Your organisation should consider whether the level of experience of your committee or board is appropriate for the complexity of the organisation and the regulatory environment in which it operates. It may be appropriate to provide professional development to current community directors or recruit additional community directors with specialist governance qualifications.
Managing culture is a governance responsibility
Recent royal commissions have caused significant reputational damage to organisations and the individuals responsible for their governance. Those investigations found that almost invariably, it was cultural failures that allowed misconduct to thrive.

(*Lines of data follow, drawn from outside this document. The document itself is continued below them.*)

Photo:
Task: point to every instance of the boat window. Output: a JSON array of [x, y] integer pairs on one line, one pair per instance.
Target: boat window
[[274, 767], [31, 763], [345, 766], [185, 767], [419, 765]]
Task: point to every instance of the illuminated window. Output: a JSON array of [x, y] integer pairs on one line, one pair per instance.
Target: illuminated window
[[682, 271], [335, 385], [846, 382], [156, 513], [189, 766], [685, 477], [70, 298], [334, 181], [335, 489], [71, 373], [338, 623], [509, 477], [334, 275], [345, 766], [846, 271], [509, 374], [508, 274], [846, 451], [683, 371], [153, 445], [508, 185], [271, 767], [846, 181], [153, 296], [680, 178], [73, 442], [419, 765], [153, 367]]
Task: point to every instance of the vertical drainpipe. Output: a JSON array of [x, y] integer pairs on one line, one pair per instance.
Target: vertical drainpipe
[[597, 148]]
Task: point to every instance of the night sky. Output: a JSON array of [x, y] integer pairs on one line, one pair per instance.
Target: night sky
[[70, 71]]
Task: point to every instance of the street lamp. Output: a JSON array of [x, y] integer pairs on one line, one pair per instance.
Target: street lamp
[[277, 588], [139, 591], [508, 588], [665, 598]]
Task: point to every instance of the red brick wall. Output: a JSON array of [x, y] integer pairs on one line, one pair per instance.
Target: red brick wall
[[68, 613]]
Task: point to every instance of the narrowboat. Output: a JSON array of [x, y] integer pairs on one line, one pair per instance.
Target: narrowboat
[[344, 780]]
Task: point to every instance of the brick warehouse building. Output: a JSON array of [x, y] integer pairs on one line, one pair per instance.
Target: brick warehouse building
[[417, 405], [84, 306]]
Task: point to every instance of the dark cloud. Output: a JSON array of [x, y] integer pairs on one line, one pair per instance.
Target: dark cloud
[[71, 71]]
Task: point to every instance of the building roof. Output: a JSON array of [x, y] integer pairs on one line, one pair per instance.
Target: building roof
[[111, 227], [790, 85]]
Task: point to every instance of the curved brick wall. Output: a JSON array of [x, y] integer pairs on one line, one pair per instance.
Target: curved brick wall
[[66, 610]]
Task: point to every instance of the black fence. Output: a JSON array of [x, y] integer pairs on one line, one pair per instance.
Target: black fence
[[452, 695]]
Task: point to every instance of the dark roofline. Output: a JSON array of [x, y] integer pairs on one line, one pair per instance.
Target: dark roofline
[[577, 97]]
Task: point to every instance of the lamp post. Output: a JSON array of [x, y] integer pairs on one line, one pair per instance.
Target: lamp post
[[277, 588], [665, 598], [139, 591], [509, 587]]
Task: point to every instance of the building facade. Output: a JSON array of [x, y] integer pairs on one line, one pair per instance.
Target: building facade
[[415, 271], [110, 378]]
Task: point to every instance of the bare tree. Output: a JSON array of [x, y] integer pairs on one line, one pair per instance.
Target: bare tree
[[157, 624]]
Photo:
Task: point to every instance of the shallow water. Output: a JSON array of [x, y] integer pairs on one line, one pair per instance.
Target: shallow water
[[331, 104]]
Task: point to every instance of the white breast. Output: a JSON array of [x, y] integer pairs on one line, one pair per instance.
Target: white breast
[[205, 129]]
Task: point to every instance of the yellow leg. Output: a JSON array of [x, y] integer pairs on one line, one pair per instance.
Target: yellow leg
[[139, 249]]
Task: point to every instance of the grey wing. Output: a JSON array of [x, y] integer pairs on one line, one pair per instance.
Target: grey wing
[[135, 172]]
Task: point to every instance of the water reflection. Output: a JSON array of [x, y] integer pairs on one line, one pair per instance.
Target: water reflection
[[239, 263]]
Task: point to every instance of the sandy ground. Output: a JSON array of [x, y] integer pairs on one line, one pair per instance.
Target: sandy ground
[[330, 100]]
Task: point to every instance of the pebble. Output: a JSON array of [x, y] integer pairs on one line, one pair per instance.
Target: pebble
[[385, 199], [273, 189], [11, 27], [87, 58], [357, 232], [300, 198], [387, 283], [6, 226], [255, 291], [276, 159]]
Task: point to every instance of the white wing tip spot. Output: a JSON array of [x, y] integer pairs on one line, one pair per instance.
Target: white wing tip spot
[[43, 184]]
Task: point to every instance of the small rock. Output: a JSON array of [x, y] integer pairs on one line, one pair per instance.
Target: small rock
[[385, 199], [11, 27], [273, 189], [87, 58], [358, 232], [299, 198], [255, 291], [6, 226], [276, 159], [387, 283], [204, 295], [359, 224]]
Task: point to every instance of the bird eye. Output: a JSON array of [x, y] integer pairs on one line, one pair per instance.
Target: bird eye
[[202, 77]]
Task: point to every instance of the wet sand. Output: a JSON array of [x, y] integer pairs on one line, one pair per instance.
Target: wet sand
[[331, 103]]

The lesson for community directors is not only that culture is important, but that the public considers that setting and overseeing the culture of an organisation is a key part of good governance. Culture is no longer a solely operational issue - if it ever was. Community directors need to ensure that their organisation's values meet changing community expectations and translate into day-to-day operations.
Demographic changes afoot: The cresting baby boomer wave
Baby boomers make a disproportionately large contribution to the bottom line of many community organisations, via donations and other forms of support. But the boomer wave is cresting. By the end of 2019, almost half of baby boomers will have retired, and will no longer be earning a regular income.
The window of time within which community organisations can engage with their most rusted-on and generous donors is starting to close. Community directors need a strategic, segmented fundraising strategy to engage with retiring boomers, Generations X and Y and the emerging Gen Z workforce.
Options for organisations wanting to get onto the front foot
Telling your story can energise your efforts
Many organisations are so focused on what they do that they fail to step back and consider why they are doing it. Worse, they fail to articulate the "why" to their internal and external stakeholders. Yet most people are far more energised by authentic branding than by annual reports. Great community directors will ensure not only that their organisation's story is told well and often, but that it informs and guides the organisation's values, mission and operations.
Collaboration: Work with others for more impact
Collaboration with other organisations can create benefits including economies of scale, increased opportunity to attract government funding, and shared know-how. Mergers continue apace in the sector but are not always necessary, or appropriate. Strategic alignment through activities such as joint ventures, co-branding or co-location can offer many of the same benefits as mergers. They can also provide a good opportunity to investigate cultural "fit" for a potential future merger.
Strengthen yourself by protecting the vulnerable
Vulnerability can affect any stakeholder in an organisation, from the single mother receiving services, to the employee with a physical disability or the community director with depression. Both community and for-profit organisations risk a severe backlash if they fail to engage compassionately with vulnerable individuals. This may not be an opportunity in the traditional sense, but it is fast becoming an imperative.
For registered charities, the protection of vulnerable beneficiaries is an ACNC compliance focus for the period 2017-2019. It is also an express requirement of the new external conduct standards.
Community organisations that get this right have an opportunity to differentiate themselves in a crowded marketplace. But the real reason to protect vulnerable individuals is not risk management or branding: it is simply that it is the right thing to do. Community directors do well to remember that the line that separates us from poverty, illness or disability is paper-thin and could be crossed by any of us at any time.